1. A reconstruction method based on dotted line feature fast fusion comprises the following steps:

and step 3: the line features are quickly matched from coarse to fine, firstly, the line features are extracted, the line segment segmentation detector features are detected for each image, and the extracted features are generated into binary descriptors; secondly, matching line features from coarse to fine, and performing violence matching, motion estimation and Hamming distance threshold judgment on the line segment descriptors; finally, screening the characteristic length of the line segment, comparing the pixel length of the matching pair of the line segment, and deleting the inconsistent matching pair of the line segment;

firstly, extracting line features, detecting line segments of each image by using line segment segmentation detector features (LSDs), respectively calculating values of two scale spaces during detection so as to improve the scale invariability of the line features, sequencing the line features according to the response values, and extracting and storing a binary descriptor of a first scale space of the line segment features;

secondly, matching line features from coarse to fine, firstly carrying out violent matching, searching the Hamming distance of a descriptor of a second image for all line segment feature descriptors of a first image, and finally returning the line segment with the closest distance, wherein all matching pairs with the closest distance are primary results of line segment feature matching; extracting the midpoint positions of all the line segments, screening the line segment midpoints of the two images by utilizing grid motion estimation, and quickly screening out inconsistent matching pairs; secondly, judging the Hamming distance of the binary descriptor matching result, excluding the matching pair with overlarge distance, and setting a distance threshold value to be 25 according to an empirical value in an experiment;

and 4, step 4: point-line characteristic fusion, converting the final line segment characteristic matching pair into pixel points, analyzing the pixel points with the existing point characteristic pixel coordinate positions, deleting points which are repeated with the point characteristic positions from the line segment pixel points, and finally adding all pixels of the line segment characteristics into the point characteristic pixels;

and 5: calculating the pose of the camera and the three-dimensional point cloud by using epipolar geometry, calculating an essential matrix by using a final image feature matching pair, solving the pose of the camera, solving the three-dimensional point cloud in a triangularization mode, and optimizing a result by using a light beam adjustment method.
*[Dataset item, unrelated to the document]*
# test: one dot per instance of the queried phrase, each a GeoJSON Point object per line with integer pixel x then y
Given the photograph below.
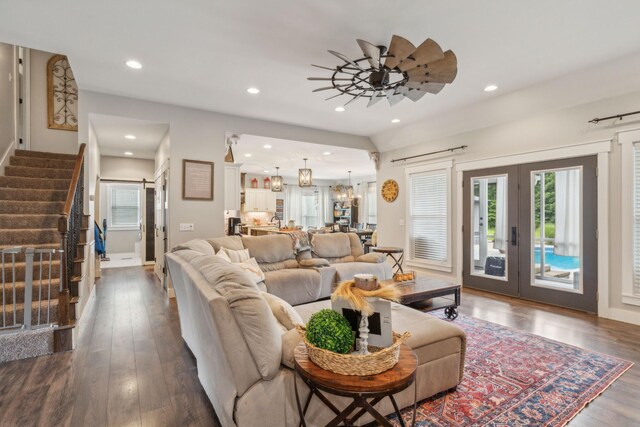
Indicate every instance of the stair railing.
{"type": "Point", "coordinates": [69, 226]}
2. The reconstruction method based on the dotted line feature fast fusion as claimed in claim 1, wherein the step 4 comprises the following steps: and fusing point-line characteristics, converting the final line segment characteristic matching pair into matching pixel points, namely converting each line segment into pixels for storage, analyzing each pixel point of the line segment with the position of an existing point characteristic pixel coordinate system, namely calculating the Manhattan distance between the line segment pixels and the point pixels, if the value is 1, considering that the line segment characteristics contain the point characteristics, deleting the point from the line segment pixel points, and adding all the pixels of the final line segment characteristics into the point characteristic pixels after deleting all repeated points.